Currently git flow feature rebase just updates the current feature branch with your local copy of develop. I think this command should checkout update the local develop branch with origin/develop. Is there any planned support for this (a patch seems like it would be somewhat trivial), or is this a philosophical difference?
No need to checkout and update develop. A simple 'git fech' updates 'origin/develop'
Good point. So git flow feature rebase could do something like the following
git fetch origin/develop
git rebase origin/develop
Currently it does git rebase develop, if I'm reading the code correctly:
git rebase develop
DEFINE_boolean interactive false 'do an interactive rebase' i
warn "Will try to rebase '$NAME'..."
git checkout -q "$BRANCH"
if flag interactive; then
git rebase $OPTS "$DEVELOP_BRANCH"
Actually, rebasing upstream is something you should be very careful about. While there are valid cases where this is useful, there are as many situations where this would lead to potentially very confusing situations.

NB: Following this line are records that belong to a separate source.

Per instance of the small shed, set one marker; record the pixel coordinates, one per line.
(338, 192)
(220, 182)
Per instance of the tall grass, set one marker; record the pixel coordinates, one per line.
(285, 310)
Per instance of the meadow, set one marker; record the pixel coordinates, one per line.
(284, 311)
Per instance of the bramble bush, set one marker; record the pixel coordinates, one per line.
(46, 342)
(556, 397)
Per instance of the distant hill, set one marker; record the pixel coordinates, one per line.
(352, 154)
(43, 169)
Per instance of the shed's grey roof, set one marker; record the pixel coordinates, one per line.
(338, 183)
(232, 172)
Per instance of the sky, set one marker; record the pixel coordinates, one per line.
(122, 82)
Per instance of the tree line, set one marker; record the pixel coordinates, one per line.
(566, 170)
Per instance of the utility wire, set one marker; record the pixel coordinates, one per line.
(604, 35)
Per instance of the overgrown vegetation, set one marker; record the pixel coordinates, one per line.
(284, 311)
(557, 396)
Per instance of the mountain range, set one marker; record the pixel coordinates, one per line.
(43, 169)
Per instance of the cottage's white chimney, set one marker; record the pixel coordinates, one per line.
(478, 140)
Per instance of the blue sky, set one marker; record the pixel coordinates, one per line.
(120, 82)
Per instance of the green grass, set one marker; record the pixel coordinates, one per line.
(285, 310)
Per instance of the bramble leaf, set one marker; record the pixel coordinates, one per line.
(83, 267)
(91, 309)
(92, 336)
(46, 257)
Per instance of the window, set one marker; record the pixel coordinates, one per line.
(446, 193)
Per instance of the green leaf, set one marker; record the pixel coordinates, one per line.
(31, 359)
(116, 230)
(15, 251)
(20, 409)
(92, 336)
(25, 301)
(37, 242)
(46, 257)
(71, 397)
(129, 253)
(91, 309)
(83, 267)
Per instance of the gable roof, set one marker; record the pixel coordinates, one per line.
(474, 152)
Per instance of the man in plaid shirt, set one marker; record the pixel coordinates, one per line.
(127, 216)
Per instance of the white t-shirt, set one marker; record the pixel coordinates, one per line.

Imagine the situation where Bob and Alice pulled feature/X from origin. Then, Bob rebases both his local copy and the origin, using your proposed solution. So far, so good. But when Alice doesn't know of the rebase and updates her local copy, things get hairy. If she pulls naïvely, there will be a giant ugly merge commit. If she fetches, she'll have to deal with figuring out the rebase herself. The only "clean" solution for her will be to first fetch, then git reset --hard origin/feature/X her local feature branch.
git reset --hard origin/feature/X
But that will make her lose all her local changes on the branch.
The main reason why automatically rebasing the upstream repos is not done automatically by gitflow, is to avoid this mess. You're generally a good Git citizen if you simply don't rebase after you've pushed out changes. gitflow is no exception to that rule.
Thanks for the helpful and informative response.
I agree published branches should never be rebased to their remotes. I should have been more clear, but I was talking about the somewhat common case where one person is working on a local unpublished feature branch, rebasing along the way, and eventually merging into the mainline branch upon completion. The rebasing along the way part is where I think there's a bit of confusion on what git flow does for you.
git flow feature rebase only rebases to your local copy of the mainline development branch, which I think is a safe default, due to the rebasing a published branch issue you described above. Still, for your everyday, throwaway, unpublished feature branches, I often want a little more automation in a tool like gitflow.
git flow feature rebase
I used to use a modified version of hack & ship (http://reinh.com/blog/2008/08/27/hack-and-and-ship.html) where hack would do the following in sequence (where develop is the name of the mainline development branch):
git checkout develop
git pull origin develop
git checkout feature/<whatever>
I'm always hesitant to add overly complex conditional logic to a tool, but it might be nice to have the option to add a config option to the local git-flow config in .git/config, that enabled a workflow like the "hack" workflow described above when you run git flow feature rebase.
The conditional logic might be, "if the current feature branch is not tracking a remote (i.e. not published), when running git flow feature rebase, update the mainline development branch (i.e. develop) from origin and rebase the unpublished feature branch to that updated version of develop".
Am I making sense here? Thanks in advance.
Oh, so you mean that the command should first pull in new commits from origin into develop before actually rebasing against it locally. Good point! I'll keep this one open.
I've slightly changed the ticket title to better reflect the issue.
Added -P flag to optionally pull latest develop branch before rebasin…
…g a feature. Attempts to close #93
Moved tree and branch verification to top of function before attempti…
…ng to pull latest develop. issue #93
@nvie any plans for merging this pull request?
I think this is a very elegant solution and sounds a lot like http://randyfay.com/content/rebase-workflow-git
Any new work on this issue? I just ran into this today where I forgot to git fetch first. Something like this could really confuse a newbie.